Matangkan Revisi UU Fidusia demi Dongkrak Posisi RI di EoDB
jpnn.com, BOGOR - Sekretaris Direktorat Jenderal Administrasi Hukum Umum (Sesditjen AHU) Kementerian Hukum dan Hak Asasi Manusia (Kemenkumham) Agus Nugroho Yusup mengharapkan kajian Rancangan Undang-Undang (UU) Jaminan Fidusia bisa selesai 2017 ini.
Menurutnya, Ditjen AHU pada Senin lalu (25/9) telah menggelar focus group discussion (FGD) guna membahas rencana perubahan Undan-Undang Fidusia demi menaikkan peringkat Indonesia di Ease of Doing Business (EoDB) World Bank.
“Alasannya supaya hasil kajian tersebut dapat diajukan pada Badan Legislasi DPR dan masuk pada Program Legislasi Nasional tahun depan,” ucapnya, Jumat (29/9).
Direktur Perancangan Peraturan Perundang-Undangan Dhahana Putra menjelaskan, ada tiga permasalahan dalam penyusunan RUU tentang Revisi UU Jaminan Fidusia.

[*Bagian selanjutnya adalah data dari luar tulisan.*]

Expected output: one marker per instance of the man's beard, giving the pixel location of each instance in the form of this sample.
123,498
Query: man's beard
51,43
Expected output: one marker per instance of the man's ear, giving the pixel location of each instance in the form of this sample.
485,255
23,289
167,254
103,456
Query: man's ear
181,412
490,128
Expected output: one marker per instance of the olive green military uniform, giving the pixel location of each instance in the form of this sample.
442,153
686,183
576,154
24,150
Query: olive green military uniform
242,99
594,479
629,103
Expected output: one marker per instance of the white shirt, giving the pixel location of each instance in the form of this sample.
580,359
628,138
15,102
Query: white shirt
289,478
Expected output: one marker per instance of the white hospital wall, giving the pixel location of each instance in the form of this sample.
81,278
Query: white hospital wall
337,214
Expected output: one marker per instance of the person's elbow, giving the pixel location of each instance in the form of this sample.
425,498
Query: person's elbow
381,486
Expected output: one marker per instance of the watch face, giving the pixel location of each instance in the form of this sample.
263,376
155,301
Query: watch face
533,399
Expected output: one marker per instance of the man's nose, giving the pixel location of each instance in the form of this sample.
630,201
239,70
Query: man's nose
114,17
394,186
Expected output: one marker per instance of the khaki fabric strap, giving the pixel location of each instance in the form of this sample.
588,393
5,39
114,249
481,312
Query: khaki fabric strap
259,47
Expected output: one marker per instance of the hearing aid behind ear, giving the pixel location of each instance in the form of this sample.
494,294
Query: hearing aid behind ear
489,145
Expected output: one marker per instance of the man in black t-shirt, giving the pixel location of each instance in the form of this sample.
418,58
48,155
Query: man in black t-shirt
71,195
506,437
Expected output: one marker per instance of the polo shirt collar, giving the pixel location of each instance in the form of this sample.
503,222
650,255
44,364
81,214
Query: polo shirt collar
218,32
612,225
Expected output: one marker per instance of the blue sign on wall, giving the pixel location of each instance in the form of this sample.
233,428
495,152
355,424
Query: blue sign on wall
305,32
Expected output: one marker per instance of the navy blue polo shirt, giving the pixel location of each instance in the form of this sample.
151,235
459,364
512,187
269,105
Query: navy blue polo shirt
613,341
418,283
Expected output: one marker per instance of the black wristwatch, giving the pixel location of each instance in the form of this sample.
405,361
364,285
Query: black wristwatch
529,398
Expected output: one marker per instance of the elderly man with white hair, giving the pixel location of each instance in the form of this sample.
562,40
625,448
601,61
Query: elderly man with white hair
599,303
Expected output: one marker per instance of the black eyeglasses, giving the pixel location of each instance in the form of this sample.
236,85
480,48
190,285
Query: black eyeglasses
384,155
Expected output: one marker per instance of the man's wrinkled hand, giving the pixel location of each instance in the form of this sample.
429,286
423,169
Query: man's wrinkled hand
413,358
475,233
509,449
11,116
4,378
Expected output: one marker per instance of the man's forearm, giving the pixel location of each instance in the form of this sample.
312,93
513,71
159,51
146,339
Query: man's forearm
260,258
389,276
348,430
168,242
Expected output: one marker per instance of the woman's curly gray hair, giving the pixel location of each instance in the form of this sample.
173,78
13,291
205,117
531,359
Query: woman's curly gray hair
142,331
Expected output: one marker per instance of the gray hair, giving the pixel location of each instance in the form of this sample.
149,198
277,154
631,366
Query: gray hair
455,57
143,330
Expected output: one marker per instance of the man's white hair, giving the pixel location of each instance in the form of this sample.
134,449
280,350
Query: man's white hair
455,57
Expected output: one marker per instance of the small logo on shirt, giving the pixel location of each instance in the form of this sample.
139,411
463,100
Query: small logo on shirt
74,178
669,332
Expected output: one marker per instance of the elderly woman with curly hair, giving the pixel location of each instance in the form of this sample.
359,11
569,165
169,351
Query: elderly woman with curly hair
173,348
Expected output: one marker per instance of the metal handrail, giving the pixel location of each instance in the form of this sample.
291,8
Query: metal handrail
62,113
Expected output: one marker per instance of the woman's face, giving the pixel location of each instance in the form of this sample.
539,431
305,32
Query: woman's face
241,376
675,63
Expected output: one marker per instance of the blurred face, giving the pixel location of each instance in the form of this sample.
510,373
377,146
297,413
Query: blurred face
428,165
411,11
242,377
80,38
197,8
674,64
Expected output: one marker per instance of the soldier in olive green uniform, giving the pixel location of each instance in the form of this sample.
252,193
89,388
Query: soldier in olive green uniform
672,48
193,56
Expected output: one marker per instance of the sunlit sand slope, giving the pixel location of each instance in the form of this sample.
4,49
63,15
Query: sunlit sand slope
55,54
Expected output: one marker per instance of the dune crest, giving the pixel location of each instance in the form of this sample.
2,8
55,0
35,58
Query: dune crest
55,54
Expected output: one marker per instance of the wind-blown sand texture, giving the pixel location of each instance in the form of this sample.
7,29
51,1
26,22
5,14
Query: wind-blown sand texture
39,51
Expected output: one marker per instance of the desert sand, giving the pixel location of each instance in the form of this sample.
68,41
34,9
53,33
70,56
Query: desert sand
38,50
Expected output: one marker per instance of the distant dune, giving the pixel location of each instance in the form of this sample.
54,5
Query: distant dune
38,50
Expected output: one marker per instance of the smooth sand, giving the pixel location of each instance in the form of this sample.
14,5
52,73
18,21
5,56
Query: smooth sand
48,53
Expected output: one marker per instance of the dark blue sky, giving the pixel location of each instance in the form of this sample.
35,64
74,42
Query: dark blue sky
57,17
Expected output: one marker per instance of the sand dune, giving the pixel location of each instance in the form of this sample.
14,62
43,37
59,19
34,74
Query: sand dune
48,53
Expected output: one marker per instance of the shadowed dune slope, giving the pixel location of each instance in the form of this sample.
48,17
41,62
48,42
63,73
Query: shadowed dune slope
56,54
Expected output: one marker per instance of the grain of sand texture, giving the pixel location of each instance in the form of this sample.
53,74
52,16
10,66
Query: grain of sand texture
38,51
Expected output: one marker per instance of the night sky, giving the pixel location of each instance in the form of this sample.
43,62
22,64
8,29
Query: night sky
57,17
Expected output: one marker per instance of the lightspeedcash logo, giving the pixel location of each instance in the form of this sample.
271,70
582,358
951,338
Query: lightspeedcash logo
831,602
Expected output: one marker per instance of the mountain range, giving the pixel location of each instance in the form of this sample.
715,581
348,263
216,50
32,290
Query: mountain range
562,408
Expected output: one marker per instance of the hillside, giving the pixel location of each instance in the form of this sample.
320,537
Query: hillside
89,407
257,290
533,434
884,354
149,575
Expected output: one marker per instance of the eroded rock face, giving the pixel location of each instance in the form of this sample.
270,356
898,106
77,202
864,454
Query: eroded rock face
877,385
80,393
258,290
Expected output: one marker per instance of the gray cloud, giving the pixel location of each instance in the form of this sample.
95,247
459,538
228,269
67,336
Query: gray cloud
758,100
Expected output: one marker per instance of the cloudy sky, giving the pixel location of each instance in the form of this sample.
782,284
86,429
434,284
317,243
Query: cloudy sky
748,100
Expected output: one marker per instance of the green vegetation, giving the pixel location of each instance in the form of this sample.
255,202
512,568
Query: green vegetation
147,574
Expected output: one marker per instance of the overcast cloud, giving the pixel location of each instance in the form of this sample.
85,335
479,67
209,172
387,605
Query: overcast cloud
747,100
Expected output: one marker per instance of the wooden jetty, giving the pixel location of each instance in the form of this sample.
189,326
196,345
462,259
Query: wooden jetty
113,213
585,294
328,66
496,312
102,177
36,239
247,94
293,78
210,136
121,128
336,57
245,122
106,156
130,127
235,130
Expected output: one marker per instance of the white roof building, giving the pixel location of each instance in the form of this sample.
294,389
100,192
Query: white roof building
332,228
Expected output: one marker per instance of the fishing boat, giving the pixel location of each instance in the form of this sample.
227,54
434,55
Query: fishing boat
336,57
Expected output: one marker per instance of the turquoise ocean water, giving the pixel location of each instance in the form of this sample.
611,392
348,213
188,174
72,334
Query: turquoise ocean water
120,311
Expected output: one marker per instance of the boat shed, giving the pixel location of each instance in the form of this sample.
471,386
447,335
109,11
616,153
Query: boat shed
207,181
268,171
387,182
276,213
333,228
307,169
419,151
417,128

Yang pertama adalah permasalahan substansi terkait keinginan dan kebutuhan di masyarakat.
Permasalahan kedua adalah format kualitas penelitian/pengkajian. Yang ketiga adalah adanya ego sektoral untuk menjadikan naskah akademik naskah RUU Jaminan Fidusia menjadi prioritas dalam Program Legislasi Nasional (Prolegnas).
Dhahana mengungkapkan bahwa dari ketiga permasalahan itu, banyak masyarakat tidak mengetahui secara jelas manfaat UU Fidusia. Padahal, prinsip dasar sebuah peraturan perundang-undangan yang baik itu adalah menyelesaikan permasalahan dan menjawab kebutuhan masyarakat. “Bukan justru menimbulkan sebuah masalah baru," ungkapnya.
Kepala Pusat Penelitian dan Pengembangan Hukum Badan Penelitian dan Pengembangan Hukum dan HAM Kemenkumham Risma Indriyani menambahkan, latar belakang perlunya perubahan atas UU Jaminan Fidusia karena terdapat berbagai kekurangan dalam regulasi itu. Di antaranya tentang pendaftaran fidusia dan penghapusan piutang.
Lebih lanjut Risma menjelaskan, hingga saat ini jaminan fidusia masih didominasi kendaraan bermotor saja. Padahal, jangkauan jaminan fidusia sangat luas dan dapat menyasar objek lainnya.